User Guide#

ProgressiVis is a language and system implementing progressive data analysis and visualization. If you are familiar with asynchronous programming or real time programming, you will be familiar with the need to follow strict disciplines to make sure a system is not blocked. ProgressiVis is also designed so that it never runs functions that take an unbounded amount of time, such as loading a large file from the network until completion. In a traditional computation system, you don’t worry much about the time taken when calling a function; loading a large file over the network is the price to pay for having it loaded and starting computations over its contents. In a progressive system, meant to be used interactively, when a function takes too long to complete, the user waits, get bored, and her attention drops. ProgressiVis is designed to avoid this attention drop.

Key concepts#

ProgressiVis uses specific constructs to remain reactive and interactive all the time. Let’s start with a simple non progressive program to introduce the concept. Assume we want to find out what are the popular places to go in New York City. You can visualize all the NYC Yellow Taxi pickup places as a start. Using the Python Pandas library, you would write something like:

import pandas as pd


TAXI_FILE = "https://raw.githubusercontent.com/bigdata-vandy/spark-taxi/master/yellow_tripdata_2015-01.csv"

df = pd.read_csv(TAXI_FILE, index_col=False)
df.plot.scatter(x="pickup_latitude", y="pickup_longitude")

In that case, you would only get the trips from January 2015. It would take you a few seconds to download the file and to visualize it. And you would see this:

which is probably not what you expected. You see a very common issue with real data: noise and outliers. In that particular case, one taxi driver has forgotten to stop his meter when driving to Florida, leading to a much too large bounding box for the data.

The most common way to deal with this outlier problem is to filter outlier points, typically the points outside the 2% quantiles up and down:


plq = df.pickup_longitude.quantile([0.02, 0.98])

Now, you would see this:

This dataset used in this example is a sample of the real one; it is only 1000 lines long. The real dataset contains 2 million lines (about 12Mb) for January only and 12 times more for the whole year 2015 (1.5 billion lines, 22Gb). It would take several minutes to download the data, and a few more seconds to visualize it.

Progressive Visualization#

With ProgressiVis, you could also load the data and fix it, but you don’t need to wait for the file to be loaded to visualize it, you can do it on the go:

import progressivis as pv

TAXI_FILE = "https://raw.githubusercontent.com/bigdata-vandy/spark-taxi/master/yellow_tripdata_2015-01.csv"

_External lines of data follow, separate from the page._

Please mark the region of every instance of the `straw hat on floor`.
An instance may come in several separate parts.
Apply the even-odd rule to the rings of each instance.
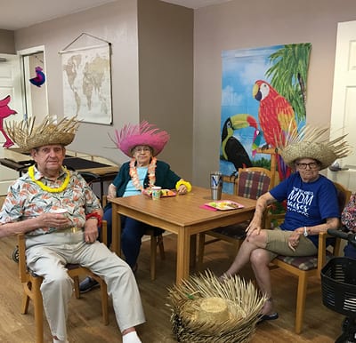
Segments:
[[[251,282],[235,275],[222,283],[209,271],[168,291],[178,342],[248,342],[266,301]]]

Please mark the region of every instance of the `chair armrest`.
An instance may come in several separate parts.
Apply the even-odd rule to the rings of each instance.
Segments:
[[[19,276],[21,283],[27,282],[28,267],[26,264],[26,238],[25,234],[17,235],[17,244],[19,248]]]
[[[319,249],[318,249],[318,275],[320,276],[321,269],[327,263],[327,238],[335,238],[333,255],[339,256],[341,249],[341,238],[328,235],[328,232],[319,233]]]
[[[108,222],[102,220],[100,241],[105,245],[108,245]]]

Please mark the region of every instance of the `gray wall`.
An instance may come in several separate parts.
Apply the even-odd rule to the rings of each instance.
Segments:
[[[207,186],[208,172],[219,166],[223,50],[312,43],[307,120],[329,123],[337,22],[356,20],[354,0],[231,0],[193,13],[193,72],[189,61],[191,11],[158,0],[118,0],[18,30],[16,50],[45,46],[50,112],[61,116],[58,52],[82,32],[111,42],[114,126],[156,121],[172,136],[162,157],[187,179],[192,171],[191,180],[198,186]],[[126,160],[123,154],[104,148],[112,147],[107,137],[112,131],[83,124],[70,148],[122,163]]]
[[[17,30],[17,50],[44,45],[49,112],[60,117],[65,114],[58,52],[83,32],[111,43],[113,126],[83,123],[69,148],[122,164],[127,156],[108,148],[114,148],[108,132],[146,119],[171,135],[159,158],[191,179],[193,11],[158,0],[117,0]]]
[[[138,28],[140,117],[170,133],[160,157],[191,180],[193,10],[139,0]]]
[[[0,29],[0,53],[16,53],[14,32]]]
[[[330,120],[337,22],[356,20],[354,0],[232,0],[194,12],[193,180],[219,167],[221,53],[312,43],[307,121]]]
[[[113,148],[108,132],[112,134],[114,127],[139,121],[137,2],[118,0],[17,30],[16,50],[44,45],[49,112],[62,117],[65,114],[59,52],[83,32],[111,43],[113,126],[83,123],[69,148],[121,164],[127,157]]]

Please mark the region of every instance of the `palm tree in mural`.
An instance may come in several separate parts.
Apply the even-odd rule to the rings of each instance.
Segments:
[[[311,44],[289,44],[272,53],[271,67],[265,72],[271,84],[255,81],[254,98],[260,102],[258,120],[267,148],[285,144],[288,132],[296,130],[305,120],[305,83]],[[270,152],[271,153],[271,152]],[[291,170],[279,156],[277,161],[279,179],[289,176]]]
[[[270,56],[271,84],[292,105],[298,122],[305,120],[306,81],[312,44],[286,44]]]

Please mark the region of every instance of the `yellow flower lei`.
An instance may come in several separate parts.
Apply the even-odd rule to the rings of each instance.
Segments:
[[[188,192],[188,193],[190,192],[190,190],[191,190],[190,182],[184,181],[183,179],[181,179],[181,180],[179,180],[179,181],[175,184],[175,189],[178,190],[178,189],[179,189],[179,187],[180,187],[181,185],[183,185],[183,186],[185,186],[185,187],[187,187],[187,192]]]
[[[41,187],[41,189],[45,190],[46,192],[49,192],[49,193],[60,193],[67,188],[67,186],[69,183],[69,179],[70,179],[70,173],[69,173],[69,170],[63,166],[61,167],[61,169],[66,172],[67,175],[66,175],[66,179],[63,181],[63,184],[59,188],[51,188],[50,187],[45,186],[40,180],[36,179],[35,179],[35,166],[33,166],[33,165],[31,165],[28,168],[28,176],[30,177],[32,181],[34,181],[36,184],[37,184]]]

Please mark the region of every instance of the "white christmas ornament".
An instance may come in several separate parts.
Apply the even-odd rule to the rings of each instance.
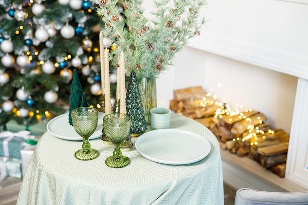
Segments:
[[[19,56],[16,59],[16,62],[21,67],[26,67],[30,63],[29,57],[27,55]]]
[[[63,26],[60,30],[61,35],[64,38],[72,38],[75,35],[75,29],[74,27],[69,24],[66,24]]]
[[[99,95],[101,94],[101,87],[98,83],[95,83],[90,87],[90,91],[93,95]]]
[[[2,108],[4,112],[7,113],[11,112],[13,110],[13,108],[14,108],[14,103],[11,100],[7,100],[3,102]]]
[[[42,70],[46,74],[51,74],[56,71],[56,67],[53,62],[47,61],[42,65]]]
[[[9,40],[5,39],[1,43],[1,50],[5,53],[11,53],[13,50],[13,43]]]
[[[49,38],[48,32],[43,27],[41,27],[35,30],[34,36],[35,38],[39,40],[41,42],[45,42]]]
[[[79,59],[79,58],[78,56],[72,59],[71,63],[72,63],[72,65],[75,67],[75,68],[78,68],[80,67],[82,64],[81,59]]]
[[[6,73],[0,73],[0,86],[6,84],[10,80],[10,76]]]
[[[87,65],[82,68],[81,69],[81,73],[85,76],[88,76],[91,74],[91,69],[90,69],[89,65]]]
[[[43,12],[45,10],[45,5],[40,3],[34,3],[32,5],[31,10],[32,13],[36,16]]]
[[[7,54],[1,58],[1,62],[4,66],[10,67],[15,63],[15,59],[11,55]]]
[[[69,0],[58,0],[58,2],[61,5],[67,5],[69,3]]]
[[[69,6],[74,10],[79,10],[82,7],[82,0],[70,0]]]
[[[57,30],[52,27],[47,29],[47,32],[48,35],[49,35],[49,37],[54,37],[57,34]]]
[[[103,43],[104,44],[104,46],[106,46],[108,48],[110,48],[112,45],[112,44],[111,43],[111,39],[108,37],[104,37],[103,38]]]
[[[26,117],[29,115],[29,111],[25,108],[21,108],[19,110],[19,114],[22,117]]]
[[[69,82],[73,78],[73,71],[69,69],[63,69],[60,71],[60,75],[63,78],[66,78],[67,82]]]
[[[44,95],[45,101],[48,103],[54,103],[58,100],[58,93],[52,90],[47,91]]]
[[[29,96],[29,93],[26,92],[24,89],[19,88],[16,92],[16,97],[17,99],[22,101],[27,100]]]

csv = pv.CSVLoader(TAXI_FILE, index_col=False)
scatterplot = pv.ScatterPlot(x_column='dropoff_latitude',
                             y_column='dropoff_longitude')
scatterplot.create_dependent_modules(csv,'table')
csv.start()

Main Components#

In ProgressiVis, a program is run by a Scheduler. Only one instance of Scheduler exists (except tests). A progressive program is internally represented as a dataflow of progressive modules (simply called modules in this documentation). The dataflow is a directed network with no cycle (a directed acyclic graph or DAG).

A Module represents the equivalent of a function in a progressive program. It is made of input and output slots; one output slot of a module can be connected to several input slots of other modules. Some input slots are optional, and others are mandatory. Furthermore, a slot is typed since it carries data between the modules. A module with no input slot is a source module, and a module with no output slot is a sink module.

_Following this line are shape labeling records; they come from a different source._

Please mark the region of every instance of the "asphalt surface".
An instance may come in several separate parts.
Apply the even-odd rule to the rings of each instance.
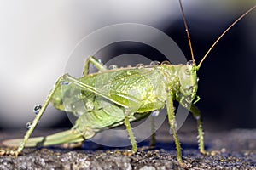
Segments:
[[[154,149],[145,149],[149,143],[146,140],[132,156],[129,147],[109,148],[86,141],[82,149],[26,148],[18,157],[2,156],[0,169],[256,169],[256,129],[206,132],[206,149],[210,155],[200,154],[195,131],[178,132],[185,166],[176,160],[172,136],[163,130],[166,128],[161,129]],[[35,133],[52,131],[60,130]],[[0,140],[20,137],[18,133],[2,131]]]

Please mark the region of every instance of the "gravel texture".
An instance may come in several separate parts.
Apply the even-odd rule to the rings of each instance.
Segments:
[[[3,131],[0,135],[4,139],[15,134]],[[154,149],[142,150],[149,143],[144,141],[132,156],[130,148],[96,147],[86,141],[82,149],[26,148],[15,158],[0,156],[0,169],[256,169],[256,129],[206,132],[206,148],[212,151],[207,156],[197,150],[196,132],[179,132],[179,137],[185,167],[176,160],[173,139],[162,130]]]

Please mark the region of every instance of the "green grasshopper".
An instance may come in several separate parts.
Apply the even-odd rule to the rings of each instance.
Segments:
[[[17,146],[20,143],[17,150],[0,150],[0,155],[17,156],[25,146],[35,147],[79,143],[92,138],[105,128],[113,128],[120,125],[126,127],[132,152],[135,153],[137,150],[137,146],[131,122],[139,121],[149,116],[152,111],[162,110],[166,106],[168,121],[177,148],[177,161],[182,162],[182,148],[176,129],[173,100],[177,100],[190,110],[196,119],[199,150],[200,152],[206,154],[201,116],[200,110],[194,105],[200,99],[199,96],[196,95],[198,88],[196,72],[221,37],[241,18],[253,10],[256,5],[238,18],[223,32],[199,65],[196,65],[181,0],[179,3],[192,61],[189,61],[187,65],[172,65],[163,62],[160,65],[108,70],[102,63],[91,56],[85,61],[82,77],[75,78],[65,74],[57,80],[44,104],[42,106],[37,105],[35,107],[35,111],[38,114],[34,120],[29,123],[29,129],[23,139],[5,141],[9,146]],[[89,74],[90,64],[98,69],[98,72]],[[80,101],[84,104],[86,109],[82,113],[79,106],[76,106],[76,104]],[[59,110],[70,111],[75,116],[79,115],[75,125],[70,130],[46,137],[29,139],[49,103]]]

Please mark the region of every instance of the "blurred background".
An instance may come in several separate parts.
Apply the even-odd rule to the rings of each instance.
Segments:
[[[255,2],[184,0],[183,3],[199,63],[215,39]],[[207,130],[256,128],[255,21],[253,11],[224,36],[198,72],[201,99],[196,105]],[[26,123],[34,118],[34,105],[44,103],[65,73],[76,44],[97,29],[125,22],[162,31],[190,60],[178,0],[2,1],[0,129],[25,130]],[[148,47],[129,42],[117,44],[99,57],[104,61],[127,53],[165,60]],[[190,122],[195,123],[189,116],[183,126]],[[65,112],[49,106],[38,126],[63,128],[71,123]]]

Input slots can be supplemented by hints, provided in square brackets at the time of allocation. The role and type of hints depends on the semantics of the slot. In the next example the sequence of names provided in square brackets designates the columns to be taken into account (and processed) by the module:

s = Scheduler()
random = RandomPTable(10, rows=10000, scheduler=s)
max_ = Max(name="max_" + str(hash(random)), scheduler=s)
max_.input[0] = random.output.result["_1", "_2", "_3"]  # hint ("_1", "_2", "_3")
pr = Print(proc=self.terse, scheduler=s)
pr.input[0] = max_.output.result
...

Here, the hint “tells” to the Max module to compute the maximum only for columns “_1”, “_2”, “_3”. Otherwise, when no hint is provided, the maximum is computed for all columns.

In addition to input and output slots, a module maintains a set of parameters that it uses internally. Finally, some modules are interactive and can receive events, typically from the user interface or visualization interactions to control (stop, resume, step the execution) or steer the computation.

Most progressive program is composed of existing modules, created with specific parameters and connected to form a specific program. However, new modules can be programmed to implement a new function to add an algorithm, a loader for a new file format, or a new visualization. Programming a module is explained in the advanced section of this documentation.

Running a Progressive Program#

The easiest environment to run progressive programs is the JupyterLab notebook. ProgressiVis comes with specified widgets, visualizations, and mechanisms to navigate a notebook in a non-linear way to follow the progression of modules.

Alternatively, progressive programs can be run in a headless environment. We also provide an experimental setup to run them behind a web server to create progressive applications without a notebook. This setup is experimental and should be extended in the future.